[loren] day five
The first handful of words are crossed out, as if Loren tried and failed several times to find the right words to use whatever he wanted to convey.
Day five
Today was
This was the most
Never have I seen
As I wrote yesterday, Crispin and I journeyed to one of the myriad stone towers dotted across the moor’s battlegrounds. There were a few closest to us, but only one sturdy enough - barely, with how the stones groaned beneath our combined weight as we ascended - that we could climb. The view from the top was as I hoped: it provided the perfect vantage point from which to study the moor and its grounds. It can be difficult to see the forest for the trees, as they say. And study the moor from on high we did.
This entire field is one massive battleground, as expected, but the tower provided us with the perspective to see it more clearly, and pinpoint some more clustered areas where combat must have raged even more fiercely for some reason. I’ve noted down rough coordinates on our map for where those spots are, so that over the coming days we can venture to each and investigate. Perhaps we’ll discover artifacts of note there.
What I didn’t expect to see from the top of this crumbled tower, however, was just how vast the destruction was. How much must these humanoids have hated each other to wage such a terrible war? I couldn’t see even one small glade free from the vestiges of war. It left its horrible, ugly scars across this entire landscape. I knew the war was long and bloody - I knew that, from all the records I’ve read - but I never comprehended. Now that I’ve seen it with my own eyes…
The one bright spot of color in this massive battleground, though, are the Harvester’s pale yellow flowers blooming from his soul vines. I’ve seen them here and there throughout the dungeon on our descent down here, to the Moor of Sleep, but I cannot overstate just how many of them are here. Thousands upon thousands of them flooding the bloody battlegrounds in a sea of soft, pale yellow. It would be reassuring, if the scars of battle did not mar those bright spots, too.
That, and the ghostly shouts we could hear floating up from the fields. Ghosts roamed amongst the soul flowers, all humanoids and coursers bearing the sigils I wrote about in my previous entry, all listless and lifeless until they came together like magnets in a clash once more, continuing their bloody battle even in death.

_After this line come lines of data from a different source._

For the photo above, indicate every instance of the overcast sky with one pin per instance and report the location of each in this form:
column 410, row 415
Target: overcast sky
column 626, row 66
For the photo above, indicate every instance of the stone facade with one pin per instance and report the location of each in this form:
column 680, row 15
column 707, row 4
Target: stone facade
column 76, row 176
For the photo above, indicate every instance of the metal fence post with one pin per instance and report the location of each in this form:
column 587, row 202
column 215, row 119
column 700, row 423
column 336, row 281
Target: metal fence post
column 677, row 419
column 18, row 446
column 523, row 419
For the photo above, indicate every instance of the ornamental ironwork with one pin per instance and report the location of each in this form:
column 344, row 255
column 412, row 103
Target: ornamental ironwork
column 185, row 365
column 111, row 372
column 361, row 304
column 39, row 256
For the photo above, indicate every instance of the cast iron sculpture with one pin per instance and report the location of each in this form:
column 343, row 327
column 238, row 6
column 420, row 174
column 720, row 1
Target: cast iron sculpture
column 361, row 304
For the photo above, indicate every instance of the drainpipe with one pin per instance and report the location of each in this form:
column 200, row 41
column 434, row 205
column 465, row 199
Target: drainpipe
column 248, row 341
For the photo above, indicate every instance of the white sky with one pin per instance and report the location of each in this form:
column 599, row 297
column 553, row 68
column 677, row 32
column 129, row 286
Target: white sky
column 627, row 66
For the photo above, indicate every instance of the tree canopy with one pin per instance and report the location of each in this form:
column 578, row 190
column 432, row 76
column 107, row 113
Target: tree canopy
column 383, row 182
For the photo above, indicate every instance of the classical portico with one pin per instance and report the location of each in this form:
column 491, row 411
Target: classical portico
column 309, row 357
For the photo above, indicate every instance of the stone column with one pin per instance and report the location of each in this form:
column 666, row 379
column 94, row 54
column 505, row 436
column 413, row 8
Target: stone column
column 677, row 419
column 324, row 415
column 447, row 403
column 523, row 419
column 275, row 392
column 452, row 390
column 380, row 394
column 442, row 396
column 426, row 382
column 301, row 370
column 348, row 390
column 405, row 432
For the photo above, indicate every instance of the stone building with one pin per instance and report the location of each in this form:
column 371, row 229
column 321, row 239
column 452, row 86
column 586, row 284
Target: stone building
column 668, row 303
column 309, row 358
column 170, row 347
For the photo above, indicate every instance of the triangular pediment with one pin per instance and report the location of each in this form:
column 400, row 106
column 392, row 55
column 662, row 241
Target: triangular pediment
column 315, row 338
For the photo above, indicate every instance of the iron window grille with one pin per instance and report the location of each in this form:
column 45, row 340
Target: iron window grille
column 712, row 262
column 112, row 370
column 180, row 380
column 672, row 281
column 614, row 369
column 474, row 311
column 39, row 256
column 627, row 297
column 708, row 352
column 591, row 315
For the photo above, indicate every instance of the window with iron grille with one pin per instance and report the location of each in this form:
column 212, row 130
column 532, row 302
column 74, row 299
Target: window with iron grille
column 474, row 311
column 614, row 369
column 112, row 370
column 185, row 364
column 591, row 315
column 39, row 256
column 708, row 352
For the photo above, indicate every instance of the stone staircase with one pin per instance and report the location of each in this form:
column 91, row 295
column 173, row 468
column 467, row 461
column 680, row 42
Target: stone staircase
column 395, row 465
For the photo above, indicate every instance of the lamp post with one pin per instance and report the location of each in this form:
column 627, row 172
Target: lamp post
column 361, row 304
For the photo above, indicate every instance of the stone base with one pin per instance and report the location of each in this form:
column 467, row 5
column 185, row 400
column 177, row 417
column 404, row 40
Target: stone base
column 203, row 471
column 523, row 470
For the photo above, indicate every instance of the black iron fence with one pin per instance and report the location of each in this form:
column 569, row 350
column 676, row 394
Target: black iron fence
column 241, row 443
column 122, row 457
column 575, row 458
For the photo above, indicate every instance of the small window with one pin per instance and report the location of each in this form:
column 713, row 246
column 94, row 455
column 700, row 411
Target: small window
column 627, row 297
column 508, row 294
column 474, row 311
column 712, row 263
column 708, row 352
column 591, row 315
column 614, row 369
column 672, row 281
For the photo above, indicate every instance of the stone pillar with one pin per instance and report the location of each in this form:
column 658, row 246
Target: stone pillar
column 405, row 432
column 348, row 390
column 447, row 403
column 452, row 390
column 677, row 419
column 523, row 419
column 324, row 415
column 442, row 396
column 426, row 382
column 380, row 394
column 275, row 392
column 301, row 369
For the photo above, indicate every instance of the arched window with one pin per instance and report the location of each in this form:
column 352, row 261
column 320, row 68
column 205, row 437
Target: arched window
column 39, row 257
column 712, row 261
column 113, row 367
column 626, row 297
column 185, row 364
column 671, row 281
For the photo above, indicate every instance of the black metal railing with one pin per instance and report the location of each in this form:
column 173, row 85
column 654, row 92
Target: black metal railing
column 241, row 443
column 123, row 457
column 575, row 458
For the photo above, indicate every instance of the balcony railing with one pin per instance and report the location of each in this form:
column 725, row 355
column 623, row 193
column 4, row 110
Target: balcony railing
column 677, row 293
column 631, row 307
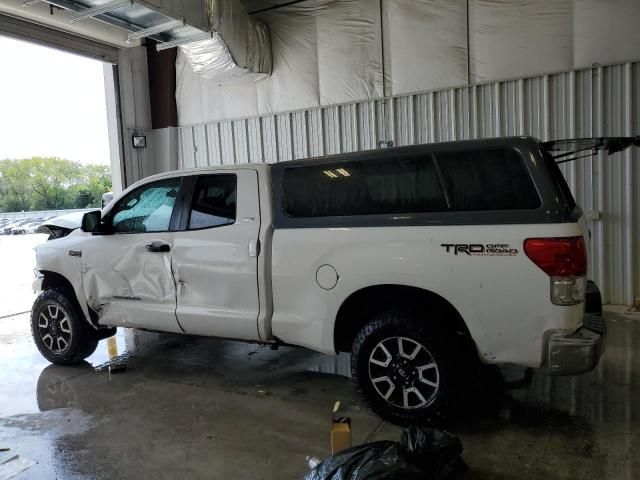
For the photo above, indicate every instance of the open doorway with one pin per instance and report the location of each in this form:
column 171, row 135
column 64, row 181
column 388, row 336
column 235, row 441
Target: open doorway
column 56, row 153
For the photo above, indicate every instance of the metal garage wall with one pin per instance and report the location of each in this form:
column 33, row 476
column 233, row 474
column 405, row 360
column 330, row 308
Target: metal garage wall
column 592, row 102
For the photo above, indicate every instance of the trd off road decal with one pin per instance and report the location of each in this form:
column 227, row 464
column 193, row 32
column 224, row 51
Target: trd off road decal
column 487, row 250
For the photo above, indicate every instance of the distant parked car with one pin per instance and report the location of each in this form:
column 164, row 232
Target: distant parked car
column 8, row 229
column 30, row 227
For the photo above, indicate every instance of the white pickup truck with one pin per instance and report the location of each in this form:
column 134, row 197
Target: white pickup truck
column 420, row 261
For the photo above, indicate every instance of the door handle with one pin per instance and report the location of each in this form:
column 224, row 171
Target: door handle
column 254, row 247
column 158, row 247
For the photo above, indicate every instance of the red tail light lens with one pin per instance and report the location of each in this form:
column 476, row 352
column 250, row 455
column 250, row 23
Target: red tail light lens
column 558, row 257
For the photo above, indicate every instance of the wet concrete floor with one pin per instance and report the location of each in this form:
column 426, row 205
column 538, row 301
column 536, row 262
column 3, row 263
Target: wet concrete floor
column 188, row 407
column 202, row 408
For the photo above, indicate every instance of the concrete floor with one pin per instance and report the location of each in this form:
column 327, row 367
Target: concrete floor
column 203, row 408
column 190, row 407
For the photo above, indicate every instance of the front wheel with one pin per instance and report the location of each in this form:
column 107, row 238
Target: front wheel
column 59, row 329
column 405, row 369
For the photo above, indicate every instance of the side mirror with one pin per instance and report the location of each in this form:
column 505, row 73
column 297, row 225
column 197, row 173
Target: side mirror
column 91, row 221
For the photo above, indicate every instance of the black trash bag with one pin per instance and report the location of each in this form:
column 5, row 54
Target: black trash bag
column 421, row 454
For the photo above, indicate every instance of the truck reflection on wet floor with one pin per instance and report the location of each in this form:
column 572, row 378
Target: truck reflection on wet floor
column 609, row 393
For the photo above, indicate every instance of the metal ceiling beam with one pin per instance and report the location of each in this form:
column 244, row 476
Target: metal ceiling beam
column 147, row 32
column 100, row 9
column 182, row 41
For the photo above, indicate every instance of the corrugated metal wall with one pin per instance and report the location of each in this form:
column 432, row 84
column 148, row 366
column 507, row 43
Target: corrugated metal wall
column 599, row 101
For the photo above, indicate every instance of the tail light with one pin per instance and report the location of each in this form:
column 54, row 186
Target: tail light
column 565, row 261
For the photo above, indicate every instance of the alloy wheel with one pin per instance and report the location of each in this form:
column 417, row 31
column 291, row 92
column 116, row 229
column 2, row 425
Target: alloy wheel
column 404, row 373
column 54, row 329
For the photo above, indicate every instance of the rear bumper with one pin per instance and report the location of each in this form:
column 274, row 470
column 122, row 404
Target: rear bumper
column 580, row 351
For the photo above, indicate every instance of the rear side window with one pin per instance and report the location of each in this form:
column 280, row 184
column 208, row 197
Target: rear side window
column 379, row 186
column 487, row 180
column 214, row 201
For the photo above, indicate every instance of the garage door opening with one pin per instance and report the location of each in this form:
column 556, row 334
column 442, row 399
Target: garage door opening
column 55, row 154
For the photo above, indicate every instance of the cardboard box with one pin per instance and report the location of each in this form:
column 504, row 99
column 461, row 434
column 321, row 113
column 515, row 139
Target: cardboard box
column 340, row 431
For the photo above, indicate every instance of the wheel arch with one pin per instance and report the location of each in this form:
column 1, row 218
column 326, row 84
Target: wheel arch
column 359, row 306
column 59, row 282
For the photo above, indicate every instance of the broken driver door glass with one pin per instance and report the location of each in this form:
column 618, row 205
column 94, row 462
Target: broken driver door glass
column 126, row 268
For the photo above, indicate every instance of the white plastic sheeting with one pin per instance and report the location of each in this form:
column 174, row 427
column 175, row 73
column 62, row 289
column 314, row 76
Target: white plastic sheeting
column 597, row 101
column 518, row 38
column 329, row 52
column 239, row 50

I do not have the words to properly describe the feeling of pure loss and helplessness the scene filled me with.
The feeling of dread and, I hesitate to put to paper, fear.
If a war of this scale could be waged once before, could another take place in our lifetimes? Or the next? I truly, sincerely hope not. The amount of ancient loss I’ve seen today alone is devastating, and I almost hope this is the worst of it – that perhaps this was the main, or even only, battleground, and that elsewhere in the moor it isn’t quite so scarred from the wars of men.
A naive hope, to be sure. The archives have told me that countless battlegrounds exist on the moor, all just like this one. Part of me wonders if I should just simply leave now, and leave these long-suffering dead in peace.
But I can’t. I must know. There’s still so much for me to discover and learn about here – I can’t leave. Not yet.
You come across a partially-collapsed tower, perilous but possible to climb. After spirals and spirals of half-eaten stone steps, you make it to the roof. Over the top of the parapet, the entire battlefield is visible, and the wreckage is more vast than you had ever imagined. You cannot see a patch untouched. How do you feel when confronted with the true scope of the destruction?
The yellow flowers that grow alongside the pumpkins on the Harvester’s Soul Vines tend to grow in strange patterns. On a ledge, you get a bird’s eye view of one such patch. Thousands of flowers bloom in squares, like soldiers in opposing battalions. Uneven scars of emptiness mar the field. At night, it is said, the entire valley resounds with the clatter of armor, screams of Coursers, and shouts in human language. Do you dare to visit the dead in the dark?